BM: I started going out on auditions, and realized pretty quickly as a non-SAG actress in your early twenties who has never done anything ever before, that nobody is going to cast you. Why would they take the risk? Like the stories you read for are movies I would never go see, I’d never want my children to go see, and never have anyone else you know go see them, so why would you spend a year of your life working on them, when time is so precious?  Why would you even give a month of your life up for that?  I realized that if I wanted to act, I was going to have to write. So we started writing together.

MFF: Are there any movies that have influenced you either as an actor or writer?

BM: The actress in Lust/Caution (Wei Teng) comes to mind. The most impressive are those that use an absence of performance. You never catch them acting. They are just being. Vanessa Redgrave always sucks me into the illusion. The performances in There Will Be Blood.
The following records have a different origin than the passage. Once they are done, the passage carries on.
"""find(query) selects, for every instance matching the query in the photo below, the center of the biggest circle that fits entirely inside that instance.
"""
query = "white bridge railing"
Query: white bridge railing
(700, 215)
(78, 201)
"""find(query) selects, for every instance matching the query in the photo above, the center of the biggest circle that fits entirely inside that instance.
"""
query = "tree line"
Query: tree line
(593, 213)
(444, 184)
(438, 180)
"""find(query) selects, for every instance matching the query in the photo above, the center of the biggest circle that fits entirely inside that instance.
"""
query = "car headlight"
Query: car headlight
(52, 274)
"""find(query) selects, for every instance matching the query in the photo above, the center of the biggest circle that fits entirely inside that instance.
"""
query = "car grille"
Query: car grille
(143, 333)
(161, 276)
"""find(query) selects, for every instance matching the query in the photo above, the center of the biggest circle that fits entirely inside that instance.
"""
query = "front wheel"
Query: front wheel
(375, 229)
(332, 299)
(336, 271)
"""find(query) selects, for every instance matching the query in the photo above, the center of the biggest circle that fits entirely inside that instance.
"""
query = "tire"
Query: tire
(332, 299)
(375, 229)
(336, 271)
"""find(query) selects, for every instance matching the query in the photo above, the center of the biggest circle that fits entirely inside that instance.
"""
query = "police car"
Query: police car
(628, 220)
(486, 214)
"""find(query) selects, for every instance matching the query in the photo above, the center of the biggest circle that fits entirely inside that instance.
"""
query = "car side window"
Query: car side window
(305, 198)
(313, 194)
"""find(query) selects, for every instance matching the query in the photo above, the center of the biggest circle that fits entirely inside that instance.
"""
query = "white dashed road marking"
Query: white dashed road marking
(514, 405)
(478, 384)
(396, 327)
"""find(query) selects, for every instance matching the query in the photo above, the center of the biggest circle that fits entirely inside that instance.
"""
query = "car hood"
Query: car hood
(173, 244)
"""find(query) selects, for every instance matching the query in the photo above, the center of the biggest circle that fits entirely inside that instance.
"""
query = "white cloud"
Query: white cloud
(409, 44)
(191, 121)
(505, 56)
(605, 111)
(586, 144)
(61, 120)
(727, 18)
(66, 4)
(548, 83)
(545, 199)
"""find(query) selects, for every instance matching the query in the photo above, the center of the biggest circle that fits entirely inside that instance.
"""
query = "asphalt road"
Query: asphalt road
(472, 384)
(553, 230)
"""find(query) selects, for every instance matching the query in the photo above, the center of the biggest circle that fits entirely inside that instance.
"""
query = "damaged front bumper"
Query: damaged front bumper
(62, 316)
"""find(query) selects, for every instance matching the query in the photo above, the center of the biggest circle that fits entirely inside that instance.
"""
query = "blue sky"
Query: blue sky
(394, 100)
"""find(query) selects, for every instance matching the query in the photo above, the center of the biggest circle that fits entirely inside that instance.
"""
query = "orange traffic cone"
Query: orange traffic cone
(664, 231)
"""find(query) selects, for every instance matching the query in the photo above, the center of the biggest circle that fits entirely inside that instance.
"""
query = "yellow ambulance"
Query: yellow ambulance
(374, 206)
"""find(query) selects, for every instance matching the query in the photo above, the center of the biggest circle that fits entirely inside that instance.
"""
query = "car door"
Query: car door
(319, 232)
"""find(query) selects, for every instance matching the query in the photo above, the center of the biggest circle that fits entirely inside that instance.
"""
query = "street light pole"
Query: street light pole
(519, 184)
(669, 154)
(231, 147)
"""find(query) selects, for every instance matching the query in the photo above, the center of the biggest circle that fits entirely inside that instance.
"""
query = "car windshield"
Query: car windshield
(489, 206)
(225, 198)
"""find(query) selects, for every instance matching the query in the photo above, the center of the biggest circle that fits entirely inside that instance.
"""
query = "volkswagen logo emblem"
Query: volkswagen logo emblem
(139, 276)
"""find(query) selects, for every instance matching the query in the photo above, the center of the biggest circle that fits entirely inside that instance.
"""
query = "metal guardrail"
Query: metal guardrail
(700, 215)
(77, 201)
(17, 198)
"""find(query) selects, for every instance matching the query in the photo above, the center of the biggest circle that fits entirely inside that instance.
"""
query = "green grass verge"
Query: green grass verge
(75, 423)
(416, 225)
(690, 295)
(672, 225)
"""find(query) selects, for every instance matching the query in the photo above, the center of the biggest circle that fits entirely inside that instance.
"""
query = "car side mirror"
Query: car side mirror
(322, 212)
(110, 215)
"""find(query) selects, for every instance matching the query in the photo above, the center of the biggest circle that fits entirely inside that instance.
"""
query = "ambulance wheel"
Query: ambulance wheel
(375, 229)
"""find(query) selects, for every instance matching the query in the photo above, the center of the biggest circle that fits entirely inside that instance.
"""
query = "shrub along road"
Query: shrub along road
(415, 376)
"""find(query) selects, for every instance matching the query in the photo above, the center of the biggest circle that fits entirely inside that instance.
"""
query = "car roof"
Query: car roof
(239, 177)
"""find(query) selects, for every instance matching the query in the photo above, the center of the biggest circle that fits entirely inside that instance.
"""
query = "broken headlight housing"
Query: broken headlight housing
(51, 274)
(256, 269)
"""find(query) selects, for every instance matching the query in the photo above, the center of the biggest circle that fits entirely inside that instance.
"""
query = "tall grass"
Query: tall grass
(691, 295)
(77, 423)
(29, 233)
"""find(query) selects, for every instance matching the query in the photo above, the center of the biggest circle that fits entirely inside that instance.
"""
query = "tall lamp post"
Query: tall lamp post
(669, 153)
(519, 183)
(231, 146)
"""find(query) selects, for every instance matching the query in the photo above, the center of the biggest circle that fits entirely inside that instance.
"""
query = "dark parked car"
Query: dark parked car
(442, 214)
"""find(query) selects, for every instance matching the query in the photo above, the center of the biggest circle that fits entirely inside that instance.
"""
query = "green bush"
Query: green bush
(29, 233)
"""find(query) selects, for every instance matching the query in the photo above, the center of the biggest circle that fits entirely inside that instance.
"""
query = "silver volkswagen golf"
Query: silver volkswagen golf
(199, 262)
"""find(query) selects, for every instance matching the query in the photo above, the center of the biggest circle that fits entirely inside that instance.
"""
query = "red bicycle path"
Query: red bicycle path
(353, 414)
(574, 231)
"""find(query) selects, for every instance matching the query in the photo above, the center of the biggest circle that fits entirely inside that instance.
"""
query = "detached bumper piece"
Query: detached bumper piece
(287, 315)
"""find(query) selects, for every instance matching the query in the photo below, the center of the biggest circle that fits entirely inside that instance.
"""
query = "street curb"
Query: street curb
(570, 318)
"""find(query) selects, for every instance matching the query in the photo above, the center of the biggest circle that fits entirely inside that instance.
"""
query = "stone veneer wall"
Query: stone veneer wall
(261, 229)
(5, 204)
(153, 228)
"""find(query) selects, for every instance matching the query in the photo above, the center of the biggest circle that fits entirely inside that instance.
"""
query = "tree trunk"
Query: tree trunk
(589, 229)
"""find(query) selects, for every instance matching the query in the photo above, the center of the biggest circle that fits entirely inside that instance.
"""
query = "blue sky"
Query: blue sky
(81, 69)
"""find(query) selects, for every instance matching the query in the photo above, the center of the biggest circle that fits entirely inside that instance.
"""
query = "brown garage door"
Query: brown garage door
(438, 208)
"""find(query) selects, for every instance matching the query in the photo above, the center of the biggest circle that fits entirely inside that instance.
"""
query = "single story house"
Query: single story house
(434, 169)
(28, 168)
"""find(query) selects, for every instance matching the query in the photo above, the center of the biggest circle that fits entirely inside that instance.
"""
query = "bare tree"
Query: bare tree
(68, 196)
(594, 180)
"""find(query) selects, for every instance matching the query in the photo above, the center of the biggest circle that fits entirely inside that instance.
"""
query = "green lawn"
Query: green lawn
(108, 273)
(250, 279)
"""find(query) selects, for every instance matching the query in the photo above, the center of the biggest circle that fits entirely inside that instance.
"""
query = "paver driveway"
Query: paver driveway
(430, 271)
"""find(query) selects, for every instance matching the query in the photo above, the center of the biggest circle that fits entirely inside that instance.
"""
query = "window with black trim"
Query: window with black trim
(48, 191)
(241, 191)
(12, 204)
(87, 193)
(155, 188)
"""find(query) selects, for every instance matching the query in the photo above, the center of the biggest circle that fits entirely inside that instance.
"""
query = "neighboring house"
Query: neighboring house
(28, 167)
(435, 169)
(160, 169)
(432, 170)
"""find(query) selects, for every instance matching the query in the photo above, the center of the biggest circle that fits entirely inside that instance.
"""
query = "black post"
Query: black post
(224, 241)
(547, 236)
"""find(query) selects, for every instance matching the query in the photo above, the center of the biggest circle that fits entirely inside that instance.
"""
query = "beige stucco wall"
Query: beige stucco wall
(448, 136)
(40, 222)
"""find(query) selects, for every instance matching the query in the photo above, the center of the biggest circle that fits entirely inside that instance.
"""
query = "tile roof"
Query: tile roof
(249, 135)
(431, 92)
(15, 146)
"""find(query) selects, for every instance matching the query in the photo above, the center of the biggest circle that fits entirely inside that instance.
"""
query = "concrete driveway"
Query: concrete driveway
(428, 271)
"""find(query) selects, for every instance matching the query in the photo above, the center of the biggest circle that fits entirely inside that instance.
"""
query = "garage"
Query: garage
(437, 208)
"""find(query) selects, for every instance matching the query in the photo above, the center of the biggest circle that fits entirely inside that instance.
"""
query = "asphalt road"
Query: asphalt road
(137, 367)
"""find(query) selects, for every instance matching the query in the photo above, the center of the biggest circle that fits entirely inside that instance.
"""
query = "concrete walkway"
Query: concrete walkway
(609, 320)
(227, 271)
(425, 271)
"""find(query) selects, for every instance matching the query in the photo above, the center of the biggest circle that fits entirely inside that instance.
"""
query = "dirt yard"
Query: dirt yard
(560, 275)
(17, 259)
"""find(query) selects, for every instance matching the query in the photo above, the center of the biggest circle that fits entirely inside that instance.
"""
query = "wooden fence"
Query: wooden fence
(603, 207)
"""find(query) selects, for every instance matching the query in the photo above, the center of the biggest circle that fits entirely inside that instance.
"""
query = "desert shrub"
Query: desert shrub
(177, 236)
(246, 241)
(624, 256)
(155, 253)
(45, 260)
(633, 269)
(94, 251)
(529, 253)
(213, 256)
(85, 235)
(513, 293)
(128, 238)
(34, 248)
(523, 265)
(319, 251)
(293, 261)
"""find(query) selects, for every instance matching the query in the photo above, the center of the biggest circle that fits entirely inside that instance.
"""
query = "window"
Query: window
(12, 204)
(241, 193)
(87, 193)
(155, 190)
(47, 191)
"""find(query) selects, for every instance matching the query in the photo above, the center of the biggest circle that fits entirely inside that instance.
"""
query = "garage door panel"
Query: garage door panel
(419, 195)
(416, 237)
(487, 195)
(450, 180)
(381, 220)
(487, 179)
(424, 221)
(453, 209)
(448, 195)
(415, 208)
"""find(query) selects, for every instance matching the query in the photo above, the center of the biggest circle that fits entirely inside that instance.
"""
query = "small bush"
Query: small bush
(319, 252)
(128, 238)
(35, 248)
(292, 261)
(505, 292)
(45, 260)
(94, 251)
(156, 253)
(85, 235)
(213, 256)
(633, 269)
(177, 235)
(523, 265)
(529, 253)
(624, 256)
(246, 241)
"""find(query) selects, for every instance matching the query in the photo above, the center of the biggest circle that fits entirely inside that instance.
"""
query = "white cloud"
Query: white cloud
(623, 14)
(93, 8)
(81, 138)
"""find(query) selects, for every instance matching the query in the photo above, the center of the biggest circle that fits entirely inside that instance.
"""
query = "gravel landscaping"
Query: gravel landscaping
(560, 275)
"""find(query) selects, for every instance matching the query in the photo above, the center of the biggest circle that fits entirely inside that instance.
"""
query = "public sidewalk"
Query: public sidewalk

On a writing level, I love 12 Monkeys and movies that are really entertaining and leave you with something. You walk away with something when you leave. You are not just distracted or plugged into the system. Those are films I love to watch and films I want to be involved with.

MFF: What’s your approach to acting? You are in practically every scene in Another Earth and the film rests on you and your performance.

BM: Uh-oh. Well, I see two schools of acting. One is facileness—people who have the gift for playing pretend and make believe, and have a gift for showing up on the spot, and have no problem worrying about whether they are giving a good performance. They have no ego. They feel that “People love me.” That’s a gift in itself. But the performances I respond to the most are where there’s real artistry and how thoroughly the person has lived in the character. If the illusion is so complete then they have found the truth, not of what you think in that moment. That’s where the insight comes from. I sense that’s Anthony Hopkins. That’s what really grabs me.

MFF: The ending of Another Earth has caused much discussion. Mike Cahill has told us where he stands on it. How about you?

BM: Well, I hope you don’t give away the ending.

MFF: Never.

BM: That’s good. Well, his take on it is coming from his point of view and I am coming from an actress’s point of view, so we will even have different interpretations of everything happening in the film on some level. That is my favorite part of filmmaking, when you trust the audience’s imagination. 12 Monkeys does that so well. It points to something you can’t totally understand and it fills you with a sense of wonder at all that is happening. That is what I like to see. We’re trying to make those movies too—movies that have you fight at the car ride coming home from the theater and during dinner.